Identifying correlation between IBD association signals and gene expression hints at functional regulatory elements, but usually does not explain the mechanism. The expectation is that genome-wide assays for DNA methylation, ChIP seq, histone binding, and DNA tertiary structure (e.g., chromatin conformation capture or 3C), will provide some answers over the next few years [8]. They should allow both a better understanding of the mechanisms underlying current GWAS signals and also permit de novo genome-wide studies.
Limitations of current studies of epigenetic mechanisms in IBD
At present, difficulties in defining which cell type to target for expression analyses are limiting. The relevance of this comes from the recognition that many gene regulatory effects are cell-type specific—as seen for the CD-associated allele of IRGM which affects expression in opposite directions in different cell types [9]. Further concerns relate to the confounding effects of inflammation and drug therapy. Nonetheless, the evidence that epigenetic mechanisms are crucial in regulating gene transcription and thereby affecting susceptibility to disease will drive development of the appropriate resources to tackle these questions.
Epigenetic regulation is also significantly influenced by environmental factors, including diet, smoking, and infection—all of which are implicated in IBD pathogenesis. For example, aryl hydrocarbon receptor (AhR) agonists, which are present in substances as varied as cigarette smoke and Brassica vegetables, can strongly influence COX-2 expression. The effect may be related to AhR acting directly as a transcriptional regulator and also by regulating histone acetylation and hence chromatin structure [10]. The AhR also plays a key role in modulating Th17 lymphocyte development through epigenetic mechanisms [11]. The suggestion that some epigenetic regulatory influences may be transmissible through meiosis to the next generation adds particular interest to this story [12].
Conclusions
At present, GWAS studies are being widely deployed not because they provide all the answers, but rather because they are technologically tractable and provide robust and reproducible data. More technologically challenging and complex studies will follow to advance our knowledge of the epigenetic regulation of gene transcription and its contribution to inflammatory disease [13].
The suspicion is that many of the pathways highlighted by GWAS studies will also be flagged as important for IBD pathogenesis by other techniques. A case in point might come from the confirmed association of noncoding SNPs adjacent to IL-10 with IBD [14], plus the recent observation that IL-10 gene expression in antigen-presenting cells is strongly regulated by the histone deacetylase HDAC11 [15]. Perhaps these findings are directly correlated, or maybe the GWAS signal is flagging a pathway influenced by many epigenetic and other mechanisms that themselves regulate IL-10 transcription and thereby influence IBD susceptibility.

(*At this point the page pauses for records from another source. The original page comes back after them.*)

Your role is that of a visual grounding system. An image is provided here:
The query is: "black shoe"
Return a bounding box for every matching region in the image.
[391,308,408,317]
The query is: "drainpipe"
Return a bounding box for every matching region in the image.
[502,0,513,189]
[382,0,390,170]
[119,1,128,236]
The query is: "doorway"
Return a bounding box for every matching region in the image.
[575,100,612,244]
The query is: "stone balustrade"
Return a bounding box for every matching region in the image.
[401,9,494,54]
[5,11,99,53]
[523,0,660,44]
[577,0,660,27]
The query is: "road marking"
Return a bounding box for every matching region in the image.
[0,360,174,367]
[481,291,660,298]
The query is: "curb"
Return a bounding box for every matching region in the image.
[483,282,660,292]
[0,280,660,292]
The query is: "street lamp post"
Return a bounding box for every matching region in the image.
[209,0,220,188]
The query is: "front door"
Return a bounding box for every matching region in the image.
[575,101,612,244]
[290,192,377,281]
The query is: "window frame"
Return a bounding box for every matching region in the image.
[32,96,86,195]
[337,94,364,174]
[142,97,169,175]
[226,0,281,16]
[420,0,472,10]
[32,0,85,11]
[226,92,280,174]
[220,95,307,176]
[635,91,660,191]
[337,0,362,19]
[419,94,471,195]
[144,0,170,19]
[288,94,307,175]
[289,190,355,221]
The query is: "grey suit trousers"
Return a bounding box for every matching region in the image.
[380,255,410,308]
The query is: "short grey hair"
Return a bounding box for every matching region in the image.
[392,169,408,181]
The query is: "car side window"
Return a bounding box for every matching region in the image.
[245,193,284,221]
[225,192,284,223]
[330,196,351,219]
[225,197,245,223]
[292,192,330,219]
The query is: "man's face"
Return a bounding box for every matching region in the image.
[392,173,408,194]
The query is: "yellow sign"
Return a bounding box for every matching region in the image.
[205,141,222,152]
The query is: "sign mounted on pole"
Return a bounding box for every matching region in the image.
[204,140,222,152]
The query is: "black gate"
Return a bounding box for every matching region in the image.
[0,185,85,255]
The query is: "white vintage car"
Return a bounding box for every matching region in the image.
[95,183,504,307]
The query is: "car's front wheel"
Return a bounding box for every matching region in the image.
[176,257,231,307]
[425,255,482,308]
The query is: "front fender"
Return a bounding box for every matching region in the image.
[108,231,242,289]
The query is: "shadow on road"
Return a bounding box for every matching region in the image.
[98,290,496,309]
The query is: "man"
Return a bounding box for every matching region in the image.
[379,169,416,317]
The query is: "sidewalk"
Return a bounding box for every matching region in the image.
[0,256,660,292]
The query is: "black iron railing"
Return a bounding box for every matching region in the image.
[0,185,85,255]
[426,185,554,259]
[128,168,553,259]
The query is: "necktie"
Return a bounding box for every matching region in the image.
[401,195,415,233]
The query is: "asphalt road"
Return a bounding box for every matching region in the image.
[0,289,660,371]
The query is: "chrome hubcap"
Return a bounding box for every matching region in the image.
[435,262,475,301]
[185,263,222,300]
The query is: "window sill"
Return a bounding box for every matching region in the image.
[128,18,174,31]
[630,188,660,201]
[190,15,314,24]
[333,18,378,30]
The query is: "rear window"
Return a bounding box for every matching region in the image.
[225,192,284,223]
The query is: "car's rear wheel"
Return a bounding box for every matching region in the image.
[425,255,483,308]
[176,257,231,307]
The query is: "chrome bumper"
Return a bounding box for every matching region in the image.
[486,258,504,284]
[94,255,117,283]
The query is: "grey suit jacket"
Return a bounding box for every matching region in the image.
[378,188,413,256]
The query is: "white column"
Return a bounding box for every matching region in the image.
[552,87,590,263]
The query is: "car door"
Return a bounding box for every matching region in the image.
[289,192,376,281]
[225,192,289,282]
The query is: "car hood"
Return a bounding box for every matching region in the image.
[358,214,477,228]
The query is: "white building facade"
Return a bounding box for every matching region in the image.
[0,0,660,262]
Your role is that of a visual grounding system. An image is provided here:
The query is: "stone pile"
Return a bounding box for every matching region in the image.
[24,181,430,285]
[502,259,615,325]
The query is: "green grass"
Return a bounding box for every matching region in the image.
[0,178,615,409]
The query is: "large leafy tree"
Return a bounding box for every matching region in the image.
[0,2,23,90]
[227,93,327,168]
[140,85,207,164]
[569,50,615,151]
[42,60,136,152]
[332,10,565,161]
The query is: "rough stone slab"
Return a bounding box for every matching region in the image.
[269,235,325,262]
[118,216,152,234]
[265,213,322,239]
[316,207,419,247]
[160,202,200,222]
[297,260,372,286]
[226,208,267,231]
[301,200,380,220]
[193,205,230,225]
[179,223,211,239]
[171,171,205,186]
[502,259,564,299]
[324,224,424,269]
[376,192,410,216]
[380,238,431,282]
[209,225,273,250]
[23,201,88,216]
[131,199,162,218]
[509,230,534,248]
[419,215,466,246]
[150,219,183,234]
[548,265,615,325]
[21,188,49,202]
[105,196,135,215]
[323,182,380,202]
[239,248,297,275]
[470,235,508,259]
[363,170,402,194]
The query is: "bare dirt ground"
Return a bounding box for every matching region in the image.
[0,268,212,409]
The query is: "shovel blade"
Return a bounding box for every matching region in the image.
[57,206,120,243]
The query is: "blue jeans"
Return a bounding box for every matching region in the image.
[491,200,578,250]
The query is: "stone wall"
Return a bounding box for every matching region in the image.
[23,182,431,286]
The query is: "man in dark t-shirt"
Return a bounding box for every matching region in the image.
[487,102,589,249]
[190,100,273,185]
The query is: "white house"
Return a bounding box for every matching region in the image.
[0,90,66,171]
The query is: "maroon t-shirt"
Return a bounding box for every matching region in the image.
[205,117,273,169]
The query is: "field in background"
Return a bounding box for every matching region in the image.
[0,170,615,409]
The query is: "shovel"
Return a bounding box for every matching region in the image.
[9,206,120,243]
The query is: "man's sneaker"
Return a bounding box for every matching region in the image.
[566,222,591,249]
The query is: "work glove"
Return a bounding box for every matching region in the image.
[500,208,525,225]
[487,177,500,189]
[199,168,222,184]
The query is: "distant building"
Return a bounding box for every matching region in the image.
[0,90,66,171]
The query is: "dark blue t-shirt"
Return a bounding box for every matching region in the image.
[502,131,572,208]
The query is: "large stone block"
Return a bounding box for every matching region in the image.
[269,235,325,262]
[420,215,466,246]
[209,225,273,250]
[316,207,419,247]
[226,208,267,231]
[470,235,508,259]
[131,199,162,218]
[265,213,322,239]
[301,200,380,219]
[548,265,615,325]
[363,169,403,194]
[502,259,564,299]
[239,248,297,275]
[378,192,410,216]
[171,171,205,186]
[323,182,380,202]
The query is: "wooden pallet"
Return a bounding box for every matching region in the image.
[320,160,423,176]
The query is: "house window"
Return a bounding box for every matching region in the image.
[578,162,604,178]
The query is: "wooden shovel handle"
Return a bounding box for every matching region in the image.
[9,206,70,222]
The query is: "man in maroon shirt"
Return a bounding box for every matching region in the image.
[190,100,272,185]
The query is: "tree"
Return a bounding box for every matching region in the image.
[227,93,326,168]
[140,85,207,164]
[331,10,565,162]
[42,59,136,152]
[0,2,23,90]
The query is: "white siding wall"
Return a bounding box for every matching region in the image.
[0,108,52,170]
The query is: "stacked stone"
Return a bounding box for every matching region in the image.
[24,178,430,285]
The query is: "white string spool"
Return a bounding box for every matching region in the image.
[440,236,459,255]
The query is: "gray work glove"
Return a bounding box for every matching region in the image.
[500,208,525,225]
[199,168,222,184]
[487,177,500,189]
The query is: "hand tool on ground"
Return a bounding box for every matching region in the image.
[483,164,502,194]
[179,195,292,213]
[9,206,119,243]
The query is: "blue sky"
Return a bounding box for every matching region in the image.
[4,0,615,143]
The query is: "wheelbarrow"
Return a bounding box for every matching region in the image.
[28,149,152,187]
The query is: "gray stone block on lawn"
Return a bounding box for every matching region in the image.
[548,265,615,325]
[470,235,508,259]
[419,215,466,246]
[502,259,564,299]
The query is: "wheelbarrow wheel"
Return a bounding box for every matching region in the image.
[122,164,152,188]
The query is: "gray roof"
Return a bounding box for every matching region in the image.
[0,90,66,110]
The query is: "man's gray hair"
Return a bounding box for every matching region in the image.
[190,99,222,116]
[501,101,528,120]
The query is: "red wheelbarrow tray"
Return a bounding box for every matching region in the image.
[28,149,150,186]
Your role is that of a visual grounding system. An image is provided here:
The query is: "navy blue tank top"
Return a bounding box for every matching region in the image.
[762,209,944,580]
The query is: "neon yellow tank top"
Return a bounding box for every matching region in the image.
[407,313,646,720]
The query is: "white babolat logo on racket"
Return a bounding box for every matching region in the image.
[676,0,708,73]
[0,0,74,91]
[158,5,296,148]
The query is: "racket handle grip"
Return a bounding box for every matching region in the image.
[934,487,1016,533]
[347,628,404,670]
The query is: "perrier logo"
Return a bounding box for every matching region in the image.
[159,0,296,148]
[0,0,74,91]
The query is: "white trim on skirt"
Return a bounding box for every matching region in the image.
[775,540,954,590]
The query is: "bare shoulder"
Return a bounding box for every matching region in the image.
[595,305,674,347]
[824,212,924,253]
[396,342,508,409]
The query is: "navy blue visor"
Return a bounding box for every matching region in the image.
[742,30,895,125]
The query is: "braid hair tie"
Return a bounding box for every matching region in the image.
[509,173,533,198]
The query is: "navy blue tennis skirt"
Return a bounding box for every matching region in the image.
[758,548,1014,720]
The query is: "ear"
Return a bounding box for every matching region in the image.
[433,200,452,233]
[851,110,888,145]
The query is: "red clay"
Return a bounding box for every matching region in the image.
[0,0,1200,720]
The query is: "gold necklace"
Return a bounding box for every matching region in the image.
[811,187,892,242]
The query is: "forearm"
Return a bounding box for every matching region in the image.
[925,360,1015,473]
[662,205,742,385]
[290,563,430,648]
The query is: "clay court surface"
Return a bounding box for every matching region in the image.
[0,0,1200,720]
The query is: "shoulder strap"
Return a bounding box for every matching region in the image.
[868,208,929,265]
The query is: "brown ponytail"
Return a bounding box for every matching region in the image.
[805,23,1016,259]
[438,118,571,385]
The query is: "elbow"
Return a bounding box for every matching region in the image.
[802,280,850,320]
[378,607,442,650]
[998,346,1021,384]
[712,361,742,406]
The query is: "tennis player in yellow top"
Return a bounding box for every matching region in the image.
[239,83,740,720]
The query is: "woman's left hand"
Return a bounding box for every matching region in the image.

All of these studies represent work in progress, and despite recent exciting developments this remains a field in its infancy. Nonetheless, current evidence suggests that for most individuals with IBD, coding variation is likely to have made only a modest contribution to their disease risk, while epigenetic regulation of gene transcription, perhaps influenced by environmental factors such as smoking, bacteria, and diet, play a much more important role.